Of course, the IP core functions mentioned in this paper are not that rich. In fact, it is just a user logic with correct function verification, and there is still a certain gap between it and the IP core of commercial application. The main work of this paper is to describe the logic of video signal acquisition, distribution, storage and color space conversion through hardware description language, and verify the correctness of the functions.

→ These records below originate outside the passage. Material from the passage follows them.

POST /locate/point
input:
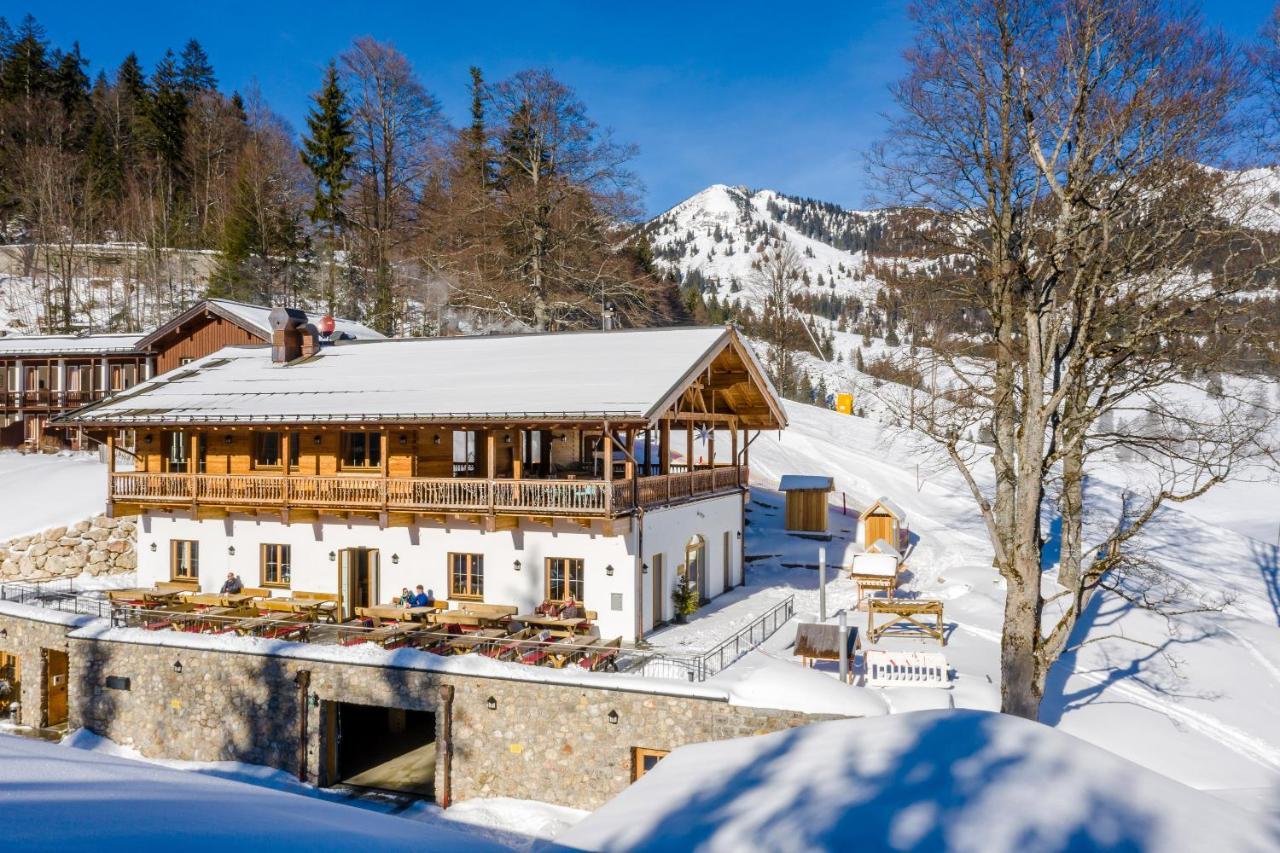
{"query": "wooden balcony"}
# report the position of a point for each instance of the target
(461, 496)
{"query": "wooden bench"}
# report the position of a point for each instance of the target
(821, 642)
(602, 656)
(909, 617)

1. Video encoding and decoding Camera_show principle

In addition to the necessary power supply circuit, the embedded camera control system also includes storage circuit, communication circuit and download circuit, etc. All devices are connected to the Avalon bus. Here we mainly introduce the user logic interface Camera_show, which completes the function of converting analog video data into digital video data and displaying it on VGA. It mainly includes the acquisition, distribution (completed by serial-to-parallel conversion circuit), storage (completed by storage control logic and on-chip RAM) and color space conversion of analog video signals. The specific functional block diagram is shown in Figure 1.

User Logic Camera

Figure 1 Principle block diagram of user logic Camera_show

2. Video codec IP core Camera_Show design

The main functions of the video codec IP core include the acquisition, distribution, storage and color space conversion of video signals. After passing through ADV7181B, the analog video signal becomes a YUV digital signal that complies with ITU-R656. However, to process the YUV signal, the three signals must be processed separately and in parallel, so it is necessary to acquire and distribute the three signals, which is the function that the 2.1 IP core needs to implement; since the analog video signal is interlaced, but the CRT display is progressive, if it is not processed, it will inevitably lead to line stagger, so the data needs to be stored and the interlaced to progressive conversion is realized through control, which is the function that the 2.2 IP core needs to implement; finally, the processed three-way YUV digital signal needs to complete the color space conversion to become an RGB signal, which is the function that the 2.3 IP core needs to implement.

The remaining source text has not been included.